Peredelkino dacha complex located not far from Moscow is a cult place for three generations of people raised in the former USSR. It is a cult place because writers and poets famous in Russia and abroad lived and worked here in different periods of time. Babel, Pasternak, Ehrenburg, Ilf and Petrov - all of them had their dachas here.

The plan of a dacha complex in Peredelkino belonged to M. Gorky. About 100 writers supported his idea. However, they were lack of money to create a full-fledged dacha cooperative. The construction took much time. Besides, the government was not going to subsidize the dacha construction for creative intelligentsia. Eventually Gorky managed to convince the government leaders in necessity of financing the construction of "writers village". So it took 5 years in order the first 30 top writers were able to finish their dacha construction. So the year of 1935 is considered to be the year of the writers village creation.
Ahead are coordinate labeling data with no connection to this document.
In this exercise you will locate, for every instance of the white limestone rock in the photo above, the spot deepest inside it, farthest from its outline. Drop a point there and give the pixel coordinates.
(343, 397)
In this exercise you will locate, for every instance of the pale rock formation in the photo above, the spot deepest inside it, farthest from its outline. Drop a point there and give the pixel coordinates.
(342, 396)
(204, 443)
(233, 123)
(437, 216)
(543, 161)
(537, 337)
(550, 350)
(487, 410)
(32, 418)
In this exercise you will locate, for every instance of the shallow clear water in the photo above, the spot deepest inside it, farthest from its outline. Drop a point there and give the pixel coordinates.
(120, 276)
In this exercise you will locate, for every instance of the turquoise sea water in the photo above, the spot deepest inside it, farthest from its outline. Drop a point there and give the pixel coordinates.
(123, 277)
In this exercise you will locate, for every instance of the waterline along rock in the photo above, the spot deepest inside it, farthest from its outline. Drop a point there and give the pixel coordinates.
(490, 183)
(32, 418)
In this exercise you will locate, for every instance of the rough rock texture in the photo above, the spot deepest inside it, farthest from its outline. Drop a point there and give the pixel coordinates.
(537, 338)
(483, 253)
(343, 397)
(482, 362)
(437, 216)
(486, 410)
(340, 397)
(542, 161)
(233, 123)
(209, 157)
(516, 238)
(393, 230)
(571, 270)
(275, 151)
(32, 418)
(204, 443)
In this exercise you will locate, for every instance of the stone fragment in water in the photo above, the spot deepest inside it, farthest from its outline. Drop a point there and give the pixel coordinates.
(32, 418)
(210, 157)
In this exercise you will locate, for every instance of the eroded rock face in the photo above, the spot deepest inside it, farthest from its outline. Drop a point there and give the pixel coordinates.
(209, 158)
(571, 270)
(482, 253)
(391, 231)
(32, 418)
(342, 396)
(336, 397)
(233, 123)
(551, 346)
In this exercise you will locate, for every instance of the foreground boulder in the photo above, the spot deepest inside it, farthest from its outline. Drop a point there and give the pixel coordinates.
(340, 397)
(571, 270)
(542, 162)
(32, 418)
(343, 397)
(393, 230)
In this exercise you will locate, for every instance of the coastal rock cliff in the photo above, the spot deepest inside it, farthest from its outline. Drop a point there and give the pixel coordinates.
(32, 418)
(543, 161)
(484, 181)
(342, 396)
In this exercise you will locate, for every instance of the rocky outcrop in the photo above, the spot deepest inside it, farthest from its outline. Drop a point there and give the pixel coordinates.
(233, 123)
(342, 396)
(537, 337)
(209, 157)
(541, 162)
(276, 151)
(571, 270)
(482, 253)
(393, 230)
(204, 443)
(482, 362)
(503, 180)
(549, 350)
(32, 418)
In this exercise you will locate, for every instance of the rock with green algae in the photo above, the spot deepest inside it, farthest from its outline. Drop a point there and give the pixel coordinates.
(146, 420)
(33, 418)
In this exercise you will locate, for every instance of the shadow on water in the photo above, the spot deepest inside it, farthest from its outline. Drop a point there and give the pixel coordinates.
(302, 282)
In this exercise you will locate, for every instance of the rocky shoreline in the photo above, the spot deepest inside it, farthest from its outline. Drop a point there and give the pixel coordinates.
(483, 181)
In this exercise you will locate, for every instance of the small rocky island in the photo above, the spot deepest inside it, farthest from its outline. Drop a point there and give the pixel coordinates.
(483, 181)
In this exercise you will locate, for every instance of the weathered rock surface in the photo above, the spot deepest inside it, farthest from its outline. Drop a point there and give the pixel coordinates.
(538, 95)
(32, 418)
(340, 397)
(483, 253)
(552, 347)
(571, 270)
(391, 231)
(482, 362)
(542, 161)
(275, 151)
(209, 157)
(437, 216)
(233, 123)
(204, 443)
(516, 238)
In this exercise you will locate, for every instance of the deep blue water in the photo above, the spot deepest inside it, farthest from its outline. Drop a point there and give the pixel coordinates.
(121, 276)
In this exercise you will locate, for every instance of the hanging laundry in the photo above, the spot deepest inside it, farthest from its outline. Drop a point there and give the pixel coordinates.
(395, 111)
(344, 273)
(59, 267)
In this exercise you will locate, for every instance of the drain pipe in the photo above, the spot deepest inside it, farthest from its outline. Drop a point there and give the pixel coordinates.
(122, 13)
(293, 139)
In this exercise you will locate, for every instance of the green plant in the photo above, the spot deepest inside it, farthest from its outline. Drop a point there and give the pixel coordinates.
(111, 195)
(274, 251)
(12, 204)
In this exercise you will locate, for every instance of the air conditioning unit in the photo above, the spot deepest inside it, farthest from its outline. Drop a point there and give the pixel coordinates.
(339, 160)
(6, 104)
In 2005 Peredelkino celebrated its 70th anniversary since the day it was constructed. During this period of time many happy and sad events took place here. In 1937 – 1938 many of the Peredelkino summer residents were subjected to repression and executed by shooting. With the beginning of World War II in 1941 the complex became completely empty as almost all of its residents were at the front, the other were evacuated.

In postwar years the complex went on being constructed. As usual there were many interesting people and bright writers here. In 1960's Peredelkino became the centre of literary bohemia. Bulat Okudzhava sang his songs and Vasily Aksyonov read his first novels here.

Nowadays one can meet some of the representatives of "men of the sixties" in Peredelkino. The poet Alexander Voznesenski who once wasn’t afraid of arguing with the general secretary Khrushchev at one of the national plenums still lives here. Not so long ago there was opened Bulat Okudzhava’s State Memorial Museum and the House-Museum of Boris Pasternak, the Nobel Prize Laureate.

People were success to preserve the atmosphere of creative freedom and peace that was common for Peredelkino in the very beginning of its creation.